Stolen Thunder

OpenAI cuts the line

Welcome back to the AI Geekly, by Brodie Woods, brought to you by usurper.ai. This week we bring you yet another week of fast-paced AI developments packaged neatly in a 5 minute(ish) read.

TL;DR Assistant Announcements; More Assistant Announcements; A Little Chaos

This was NOT a quiet week in the world of AI… To say it was eventful would be putting it mildly. OpenAI was in the news twice this week: initially for the exciting release of its new GPT-4o model + associated assistant and, by the end of the week, for the disbandment of its Superaligment team in concert with high-profile departures from same. The execs chastised management on the way out, criticizing a focus on new products over safety and ethics. In non-OpenAI news (but perhaps still in the shadow of OAI) Google held its major I/O developer conference where it hoped to allay market/client/general perceptions that it is behind in the great GenAI race. To this effect, GOOG announced several new AI models in assorted sizes and its project Astra augmented reality AI assistant. Read on below the fold as we walk you through the implications of these developments.

New Model, New Assistant, New High-Watermark
OpenAI announcements wow the world

What it is: Like many in the AI space, we spent Monday afternoon watching and dissecting OpenAI’s livestream of several announcements: the release of its latest public model dubbed GPT-4o (“o” is for “omni” signifying the model’s multi-modal nature); the availability of its newest model for free (sorry ChatGPT Plus folks) to all public users; a supercharged AI personal assistant able to respond in real-time(ish) to text, video, image, and sound prompts live; and finally, a Mac desktop app that allows OpenAI’s GPT models to interface directly with users’ desktops.

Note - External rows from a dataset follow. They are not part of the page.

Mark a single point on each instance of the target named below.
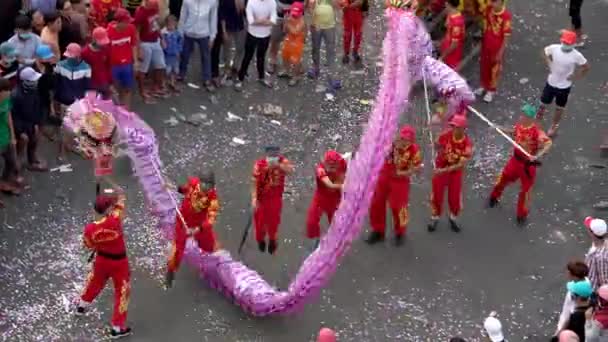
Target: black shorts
(560, 95)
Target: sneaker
(454, 226)
(116, 334)
(374, 237)
(272, 246)
(262, 246)
(431, 227)
(488, 97)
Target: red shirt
(336, 177)
(146, 21)
(100, 9)
(531, 138)
(452, 151)
(497, 26)
(198, 206)
(269, 180)
(106, 235)
(122, 44)
(455, 30)
(99, 60)
(402, 159)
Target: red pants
(514, 170)
(205, 239)
(396, 191)
(491, 68)
(321, 204)
(452, 181)
(118, 270)
(353, 26)
(267, 218)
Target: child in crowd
(123, 53)
(7, 142)
(293, 45)
(173, 42)
(72, 80)
(97, 55)
(8, 63)
(27, 116)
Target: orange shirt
(452, 151)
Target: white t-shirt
(261, 9)
(563, 65)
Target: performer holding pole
(330, 178)
(268, 184)
(454, 151)
(195, 218)
(106, 238)
(394, 186)
(522, 166)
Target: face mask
(567, 48)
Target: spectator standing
(173, 42)
(151, 53)
(7, 142)
(198, 22)
(27, 117)
(97, 55)
(323, 30)
(123, 54)
(50, 32)
(8, 62)
(231, 34)
(565, 64)
(261, 15)
(24, 40)
(597, 257)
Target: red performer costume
(454, 150)
(353, 29)
(394, 186)
(199, 210)
(330, 177)
(102, 11)
(527, 134)
(106, 238)
(496, 34)
(268, 183)
(452, 44)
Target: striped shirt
(597, 261)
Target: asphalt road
(434, 287)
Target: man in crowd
(151, 53)
(196, 217)
(105, 237)
(454, 149)
(198, 21)
(565, 65)
(394, 186)
(496, 36)
(268, 184)
(521, 167)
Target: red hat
(568, 37)
(122, 16)
(459, 121)
(407, 133)
(100, 36)
(332, 156)
(104, 202)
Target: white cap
(493, 328)
(29, 74)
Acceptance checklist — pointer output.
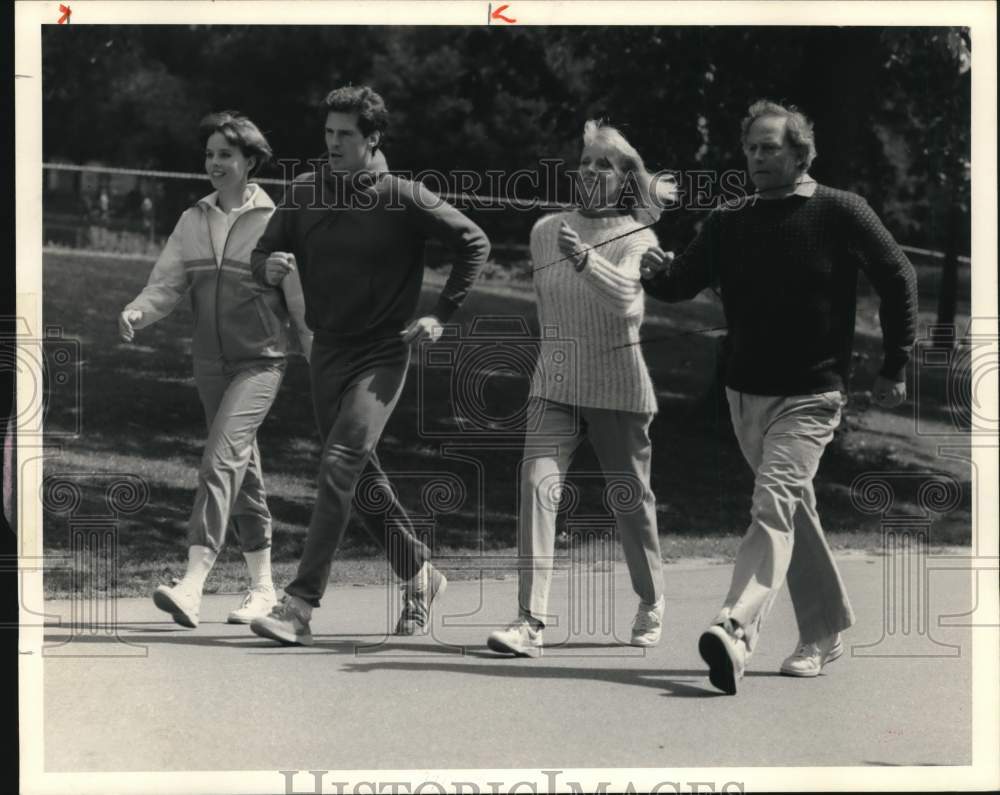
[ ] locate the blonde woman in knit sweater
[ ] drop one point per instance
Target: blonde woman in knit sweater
(591, 382)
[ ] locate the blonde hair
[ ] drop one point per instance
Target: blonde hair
(639, 198)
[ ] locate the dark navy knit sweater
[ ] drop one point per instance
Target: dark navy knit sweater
(788, 272)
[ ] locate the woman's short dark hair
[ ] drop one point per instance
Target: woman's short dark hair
(373, 116)
(240, 132)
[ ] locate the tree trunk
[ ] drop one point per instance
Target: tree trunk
(948, 289)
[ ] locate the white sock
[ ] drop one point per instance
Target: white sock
(200, 562)
(418, 582)
(302, 607)
(259, 566)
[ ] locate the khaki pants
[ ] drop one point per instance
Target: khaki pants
(783, 439)
(621, 441)
(230, 494)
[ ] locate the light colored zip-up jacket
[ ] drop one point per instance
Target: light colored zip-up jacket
(236, 319)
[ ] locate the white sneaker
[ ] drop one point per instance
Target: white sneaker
(808, 659)
(648, 623)
(518, 638)
(418, 594)
(723, 648)
(182, 601)
(287, 623)
(256, 604)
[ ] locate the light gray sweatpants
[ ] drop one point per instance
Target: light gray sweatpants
(621, 441)
(783, 439)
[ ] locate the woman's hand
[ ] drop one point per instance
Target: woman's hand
(126, 321)
(571, 245)
(655, 261)
(277, 266)
(423, 328)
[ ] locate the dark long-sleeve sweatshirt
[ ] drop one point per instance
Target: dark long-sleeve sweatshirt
(788, 272)
(360, 252)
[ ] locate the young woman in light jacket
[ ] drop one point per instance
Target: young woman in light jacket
(591, 382)
(240, 341)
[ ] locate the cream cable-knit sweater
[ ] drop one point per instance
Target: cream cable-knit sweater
(586, 317)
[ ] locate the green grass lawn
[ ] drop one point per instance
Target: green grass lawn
(140, 416)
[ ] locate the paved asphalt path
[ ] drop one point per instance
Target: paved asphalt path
(219, 697)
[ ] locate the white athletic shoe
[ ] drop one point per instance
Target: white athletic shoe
(182, 602)
(519, 638)
(808, 659)
(648, 623)
(256, 604)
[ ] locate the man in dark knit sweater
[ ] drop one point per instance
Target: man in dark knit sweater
(787, 263)
(356, 235)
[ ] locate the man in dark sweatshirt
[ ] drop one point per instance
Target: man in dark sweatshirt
(787, 263)
(356, 235)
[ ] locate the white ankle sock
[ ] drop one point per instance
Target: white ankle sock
(200, 562)
(302, 607)
(418, 582)
(259, 566)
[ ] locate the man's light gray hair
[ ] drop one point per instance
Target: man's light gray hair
(797, 127)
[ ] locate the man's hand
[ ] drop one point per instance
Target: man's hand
(126, 321)
(277, 266)
(888, 394)
(423, 328)
(571, 244)
(655, 261)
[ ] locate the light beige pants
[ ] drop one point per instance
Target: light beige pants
(621, 441)
(783, 439)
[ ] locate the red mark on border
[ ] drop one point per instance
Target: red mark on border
(498, 14)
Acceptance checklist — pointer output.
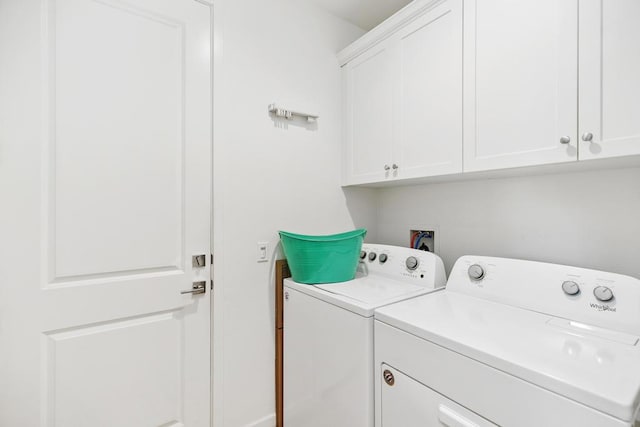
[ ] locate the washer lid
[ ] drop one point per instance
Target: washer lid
(596, 367)
(361, 295)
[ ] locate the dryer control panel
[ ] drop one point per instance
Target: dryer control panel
(598, 298)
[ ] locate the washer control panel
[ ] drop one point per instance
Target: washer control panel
(592, 297)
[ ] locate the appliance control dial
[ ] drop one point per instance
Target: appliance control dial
(602, 293)
(570, 287)
(476, 272)
(412, 263)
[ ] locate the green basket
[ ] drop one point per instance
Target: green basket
(323, 259)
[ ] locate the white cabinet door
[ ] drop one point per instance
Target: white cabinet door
(609, 78)
(520, 83)
(105, 177)
(429, 68)
(369, 116)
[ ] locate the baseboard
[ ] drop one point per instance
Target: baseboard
(268, 421)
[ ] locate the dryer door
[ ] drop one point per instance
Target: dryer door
(408, 403)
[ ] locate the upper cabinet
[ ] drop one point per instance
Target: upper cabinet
(609, 78)
(521, 86)
(369, 111)
(446, 86)
(403, 96)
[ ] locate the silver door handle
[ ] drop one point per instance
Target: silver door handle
(197, 288)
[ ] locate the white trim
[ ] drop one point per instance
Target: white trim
(401, 18)
(268, 421)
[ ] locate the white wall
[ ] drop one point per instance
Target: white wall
(269, 178)
(587, 219)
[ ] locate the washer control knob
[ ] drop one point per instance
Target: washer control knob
(602, 293)
(412, 263)
(570, 287)
(476, 272)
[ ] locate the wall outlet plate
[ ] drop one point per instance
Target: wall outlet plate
(263, 252)
(423, 239)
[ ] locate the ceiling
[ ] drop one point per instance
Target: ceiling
(365, 14)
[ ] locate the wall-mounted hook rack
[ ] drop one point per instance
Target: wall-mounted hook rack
(288, 114)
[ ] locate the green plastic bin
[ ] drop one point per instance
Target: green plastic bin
(323, 259)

What it means - GPT-4o: There’s a new gold standard for LLMs (Large Language Models) and MMMs (Multi Modal Models). This year, as predicted, we’ve seen open models approach, match, and surpass the capabilities of GPT-4 (released over a year ago). Unfortunately the closed and proprietary nature of OpenAI’s model means that open science (aka open source) researchers are left guessing when it comes to understanding the underlying architecture of OpenAI’s first MMM designed as such from inception (prior MMMs were a mix of distinct models). For proponents of the democratization of AI, the trend of companies benefitting from the public contributions of the open science community to iterate and improve their private models while contributing nothing in return is a troubling trend. That said, the open science engine of innovation has been firing on progressively more cylinders, as more altruistic entities (academics, institutions, companies) join the ranks.

What it means - AI for the masses: Gripes about closed models aside, we are pleased with OpenAI’s follow-through on its commitment to make game-changing AI tools available to all. While the value prop for ChatGPT Plus users vs. free users seems to be evaporating, the broader availability of the best AI model in the world is a societal good. Regardless of background, geography, or level of education, anyone with an internet connection will be able to access GPT-4o’s multimodal capabilities. The model’s ability to process text, sound, video, and image content means that even communities with lower levels of literacy can apply and learn from these tools. This may be the best example in recent decades of a rising tide that can truly lift all ships.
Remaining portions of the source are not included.